Pria itu menahan senyum yang akan terbit di wajahnya. Dia senang mendapat perhatian dari gadis itu. "Aku tidak akan membiarkanmu terluka, Zoya. Aku akan menjagamu sesuai janjiku pada Pak Ranvi," kata Malik yakin dan mulai membasuh lukanya.
"Bicaramu itu omong kosong, Pak Malik. Menjagaku-menjagaku, tetapi sering sekali membuatku kesal, aneh sekali." Zoya diam sejenak ikut meringis melihat Malik yang sedang membasuh lukanya. "Kalau kau memang menjagaku, setidaknya kau juga tidak merahasiakan apa pun dariku, Pak Malik. Kau sedang menyembunyikan sesuatu bukan dariku?" sambung gadis itu membuat raut wajah Malik kembali datar.
"Jangan mulai mengajakku berdebat, Zoya," tegasnya. Malik tahu arah pembicaraan gadis ini ke mana. Zoya pasti ingin menagih jawaban kenapa dia tidak menginginkan gadis itu kembali ke markas.
Gadis itu menghela napas kasar. "Ya, sudah, sekarang apa?"
"Apa?" Malik menyatukan kedua alisnya.
"Apa yang akan kita lakukan sekarang? Kita akan pergi ke mana, Pak Malik?"
"Sudah aku katakan, kita mencari penginapan dan pergi ke tempat yang aman." Malik hanya menggeleng tatkala melihat Zoya berubah cemberut mendengar jawabannya.
"Percuma kita mencarinya, Pak Malik. Dari tadi kita tidak menemukan penginapan, yang ada hanya menguras energi kita saja. Aku lelah terus berjalan seperti tadi," keluhnya.
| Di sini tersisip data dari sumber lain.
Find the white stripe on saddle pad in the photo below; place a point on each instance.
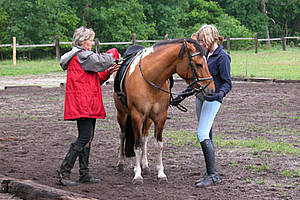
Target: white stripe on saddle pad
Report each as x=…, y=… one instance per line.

"Kita harus tetap mencarinya, Zoya. Kita butuh istirahat untuk melanjutkan perjalanan. Aku akan sewa kendaraan nanti supaya kita tidak berjalan lagi," ujar Malik tidak mendapat respons apa-apa dari Zoya.
Gadis itu memilih mengalihkan pandangan ke arah pedagang yang sedang membuka warungnya. Cukup lama dia memperhatikan aktivitas pedagang itu, sampai dia tersadar dengan apa yang dilihatnya. Zoya segera berbalik menatap Malik dengan wajahnya yang sudah berubah tegang.
"Ayo, kita segera pergi dari sini, Pak Malik!" pinta Zoya membuat bingung pria di hadapannya.

KAMU SEDANG MEMBACA
Minor Mayor
AcciónRanvi, seorang mantan Mayor Jenderal, membentuk sebuah organisasi rahasia untuk membantu negara-negara yang terkena konflik. Organisasinya bertujuan menghancurkan para pemimpin licik dan kejam, yang hanya ingin meraup keuntungan tanpa mempedulikan r...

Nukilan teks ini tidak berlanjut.